The book is a breezy, extremely well-illustrated autobiography / history of New Yorker cartooning / treatise on gag cartooning that is a quick, but worthwhile read. The style is one that Mankoff perfected on his From the Desk of Bob Mankoff blog: short, pithy, humorous essays well illustrated by cartoons. By this point, in 20 years of being the cartoon editor, he's selected over 14,000 for the magazine, many of which aren't by him. That's actually a sample of the type of humor in the book by the way.

My suspicion is that parts of this book actually appeared there first, which in no way undermines its value. The introduction is actually useful for anyone who picks up the book and is unfamiliar with Mankoff's role in cartooning. He then begins with a superficial look at his early interest in cartooning, relating that to the currently-fashionable theory that Jews produced much of the 20th century's comic art.* And honestly, that is all we really need about his teenage years, and the book picks up steam when he writes about attempting to break into Lee Lorenz's cartoonist stable. His discussion of the need for a distinctive style, and developing his pointillist version, is quite interesting. Mankoff's look at the first cartoons by him, Jack Zeigler, Michael Maslin, Roz Chast and Mick Stevens is clever, and his discussion of the changing nature of New Yorker cartoons is a must-read.

A chapter looks at how he began the Cartoon Bank, an electronic database / syndication service for cartoons the New Yorker rejected, sold that to the magazine which expanded it, and indexed and digitized all the cartoons the magazine had ever run. The way the magazine handled this before was a scrapbook for each cartoonist with clippings pasted in them. One can easily see the possibilities that having a computer-searchable catalog opened up for licensing and reprint books.

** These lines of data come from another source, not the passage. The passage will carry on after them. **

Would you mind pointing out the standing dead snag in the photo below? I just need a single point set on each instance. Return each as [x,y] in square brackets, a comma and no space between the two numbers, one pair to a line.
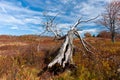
[65,53]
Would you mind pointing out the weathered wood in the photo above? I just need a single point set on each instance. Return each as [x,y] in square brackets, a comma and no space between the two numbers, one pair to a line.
[66,51]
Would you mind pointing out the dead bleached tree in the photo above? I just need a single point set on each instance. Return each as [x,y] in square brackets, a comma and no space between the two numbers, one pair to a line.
[65,53]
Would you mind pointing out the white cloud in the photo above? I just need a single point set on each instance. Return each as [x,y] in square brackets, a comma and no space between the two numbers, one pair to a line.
[15,28]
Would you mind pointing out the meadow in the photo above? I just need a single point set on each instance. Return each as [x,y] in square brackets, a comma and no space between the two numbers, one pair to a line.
[24,57]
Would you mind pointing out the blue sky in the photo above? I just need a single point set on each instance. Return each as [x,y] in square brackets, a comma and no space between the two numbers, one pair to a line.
[19,17]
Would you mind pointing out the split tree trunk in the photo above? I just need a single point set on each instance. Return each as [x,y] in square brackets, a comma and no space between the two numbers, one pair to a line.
[66,51]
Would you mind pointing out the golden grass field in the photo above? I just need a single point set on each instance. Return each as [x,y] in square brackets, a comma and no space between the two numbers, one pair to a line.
[23,57]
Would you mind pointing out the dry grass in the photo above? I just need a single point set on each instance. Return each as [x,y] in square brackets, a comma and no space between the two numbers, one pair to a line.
[23,57]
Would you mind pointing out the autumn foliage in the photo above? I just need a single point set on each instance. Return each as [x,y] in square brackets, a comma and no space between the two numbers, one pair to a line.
[23,57]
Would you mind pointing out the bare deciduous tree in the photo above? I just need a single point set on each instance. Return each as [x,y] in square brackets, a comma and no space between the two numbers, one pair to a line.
[111,18]
[66,50]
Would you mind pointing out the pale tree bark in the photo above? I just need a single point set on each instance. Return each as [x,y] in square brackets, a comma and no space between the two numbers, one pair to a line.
[66,51]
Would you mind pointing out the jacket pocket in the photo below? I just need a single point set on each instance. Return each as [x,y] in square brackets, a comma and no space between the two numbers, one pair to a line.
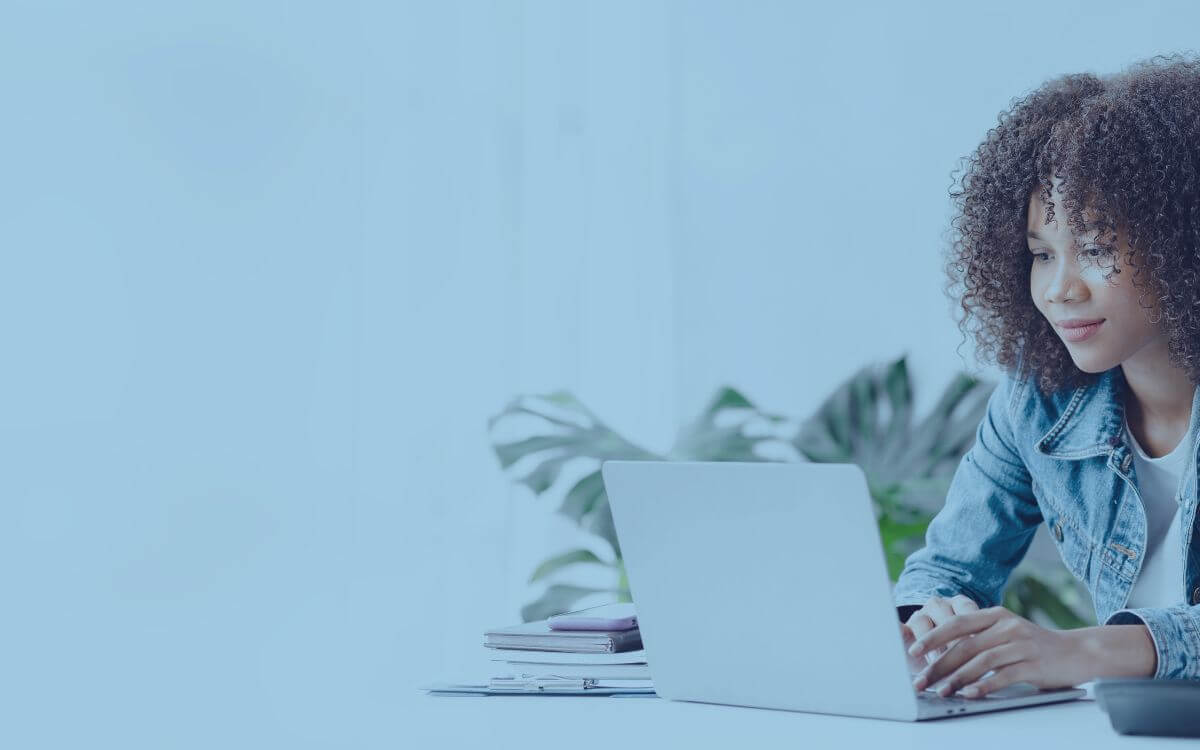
[1074,545]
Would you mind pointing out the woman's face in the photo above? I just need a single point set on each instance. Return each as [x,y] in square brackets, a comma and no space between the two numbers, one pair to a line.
[1069,287]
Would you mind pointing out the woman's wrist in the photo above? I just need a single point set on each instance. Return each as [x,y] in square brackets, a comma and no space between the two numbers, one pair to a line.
[1117,651]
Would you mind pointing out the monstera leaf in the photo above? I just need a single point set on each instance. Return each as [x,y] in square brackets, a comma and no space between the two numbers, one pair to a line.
[568,431]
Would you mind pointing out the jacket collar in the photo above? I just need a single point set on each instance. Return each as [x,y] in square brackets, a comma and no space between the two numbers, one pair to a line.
[1092,421]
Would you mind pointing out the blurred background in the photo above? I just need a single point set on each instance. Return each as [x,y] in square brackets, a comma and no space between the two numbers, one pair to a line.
[269,268]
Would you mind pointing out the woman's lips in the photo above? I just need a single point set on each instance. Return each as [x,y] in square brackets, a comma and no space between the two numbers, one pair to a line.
[1079,333]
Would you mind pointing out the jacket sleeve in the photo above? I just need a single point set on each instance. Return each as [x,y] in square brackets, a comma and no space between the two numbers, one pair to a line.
[1176,635]
[988,521]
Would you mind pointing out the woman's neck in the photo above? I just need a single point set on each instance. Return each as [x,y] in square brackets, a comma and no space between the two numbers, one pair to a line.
[1158,407]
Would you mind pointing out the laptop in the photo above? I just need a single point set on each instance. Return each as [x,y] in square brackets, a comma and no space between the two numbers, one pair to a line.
[765,585]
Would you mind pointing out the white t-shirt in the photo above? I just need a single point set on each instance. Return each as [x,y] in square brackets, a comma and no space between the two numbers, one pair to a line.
[1161,581]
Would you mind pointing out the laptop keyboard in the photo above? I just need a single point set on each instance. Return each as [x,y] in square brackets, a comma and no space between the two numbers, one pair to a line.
[930,697]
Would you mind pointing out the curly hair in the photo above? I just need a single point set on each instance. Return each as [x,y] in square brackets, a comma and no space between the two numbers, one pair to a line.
[1126,149]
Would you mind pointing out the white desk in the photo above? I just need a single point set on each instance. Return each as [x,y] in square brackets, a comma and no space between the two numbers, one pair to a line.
[622,724]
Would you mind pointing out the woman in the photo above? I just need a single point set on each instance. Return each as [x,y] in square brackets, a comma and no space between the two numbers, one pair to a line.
[1077,259]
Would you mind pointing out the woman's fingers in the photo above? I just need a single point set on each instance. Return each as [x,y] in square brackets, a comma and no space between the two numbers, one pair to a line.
[955,657]
[1003,677]
[961,605]
[972,661]
[959,627]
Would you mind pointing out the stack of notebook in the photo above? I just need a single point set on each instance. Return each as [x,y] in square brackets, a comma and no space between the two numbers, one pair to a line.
[597,651]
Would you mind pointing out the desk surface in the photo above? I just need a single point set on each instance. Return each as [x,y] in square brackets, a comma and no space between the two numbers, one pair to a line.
[611,723]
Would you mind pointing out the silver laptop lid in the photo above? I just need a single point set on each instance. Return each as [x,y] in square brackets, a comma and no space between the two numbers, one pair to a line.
[761,585]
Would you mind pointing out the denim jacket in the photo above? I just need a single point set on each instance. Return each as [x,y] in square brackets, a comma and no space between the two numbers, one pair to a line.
[1059,459]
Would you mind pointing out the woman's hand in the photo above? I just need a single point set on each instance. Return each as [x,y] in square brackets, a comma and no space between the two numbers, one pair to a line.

Perhaps a little too much space is devoted to the Seinfeld episode which focussed on the New Yorker's cartoon choices, but Mankoff uses that as a stepping off place to write about the nature of cartoon humor. As I said, he's a very smart man. Mankoff also looks at the joys and difficulties of developing his own stable of newer cartoonists, how and why cartoons are selected, editor-in-chief David Remnick's role in the final selection, the cartoon contest is the magazine's back pages, and closes with a look at the newest cartoonists to join the magazine.

Overall, if one is interested in either gag cartooning, the New Yorker, or the nature of humor, this is a must-have book.

*Not that there's anything wrong with that, to quote another comedic Jew, Jerry Seinfeld.